Although the valuable NRDEGs were mined from the myocardial tissue databases, myocardial tissue samples from most HF patients are not readily available clinically, but blood samples are available for measuring the expression levels of NRDEGs. To validate the results further, we preliminarily explored the expression levels of these eight NRDEGs in collected human blood samples and found that the expression of TNFAIP3 and HSPA5 was lower in HF compared to the normal group, which is consistent with our previous bioinformatics analysis. Obviously, the differences in other NRDEGs need to be validated and explored by large-scale clinical trials. The TNFAIP3 gene encodes the ubiquitin-binding protein A20, a negative regulator of NF-κB(60). A host of studies confirmed that NF-κB activity was positively correlated with HF progression, and inhibition of NF-κB activity limits HF progression(61, 62). However, the direct pathological changes related to TNFAIP3/A20 in HF have been sparsely examined. Binding immunoglobulin protein (BiP), an endoplasmic reticulum chaperone from the Hsp70 family, is encoded by the HSPA5 gene(63). In an integrative meta-analysis of cellular and molecular transcriptomic landscape in nonfailing and HF human hearts, Luo et al. identified an altered mRNA transcription of HSPA5, associated with mitochondrial transaminases, in the left ventricle of the failing heart (64). Our initial findings indicated that TNFAIP3 and HSPA5 could be promising biomarkers and further increase TNFAIP3 and HSPA5 expression might be implicated in HF progression.
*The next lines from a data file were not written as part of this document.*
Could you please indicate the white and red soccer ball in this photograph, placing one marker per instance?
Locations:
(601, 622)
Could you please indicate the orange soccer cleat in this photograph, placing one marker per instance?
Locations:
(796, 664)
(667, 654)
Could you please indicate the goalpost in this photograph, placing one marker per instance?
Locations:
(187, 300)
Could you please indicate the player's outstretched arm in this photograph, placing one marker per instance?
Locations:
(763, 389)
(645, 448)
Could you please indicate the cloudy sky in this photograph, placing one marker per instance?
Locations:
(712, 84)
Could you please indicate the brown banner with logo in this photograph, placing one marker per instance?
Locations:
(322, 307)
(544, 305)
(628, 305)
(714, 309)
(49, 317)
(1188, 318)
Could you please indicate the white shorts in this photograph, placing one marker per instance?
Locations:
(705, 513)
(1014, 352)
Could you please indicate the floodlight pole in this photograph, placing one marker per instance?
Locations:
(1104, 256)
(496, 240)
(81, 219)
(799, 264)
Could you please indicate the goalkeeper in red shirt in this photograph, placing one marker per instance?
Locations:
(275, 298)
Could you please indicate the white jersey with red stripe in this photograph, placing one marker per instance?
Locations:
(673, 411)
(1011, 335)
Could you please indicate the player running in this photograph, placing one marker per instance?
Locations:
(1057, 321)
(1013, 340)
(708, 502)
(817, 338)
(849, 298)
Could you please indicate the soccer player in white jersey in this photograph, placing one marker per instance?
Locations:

There are still some limitations to this research. First, the datasets used in the mining strategy only include DCM and ICM causing HF. Hence, there are a limited number of background diseases causing HF. Second, the animal experiment to further comprehensively verify the conclusions is inadequate. Third, the data were mined from a database of myocardial tissue, but for obvious reasons, only blood samples were collected for further validation. Moreover, the collected blood sample size was small, and the analysis originated from a single center. To sum up, a multi-center, randomized, controlled trial study and basic follow-up experiments are necessary for the future.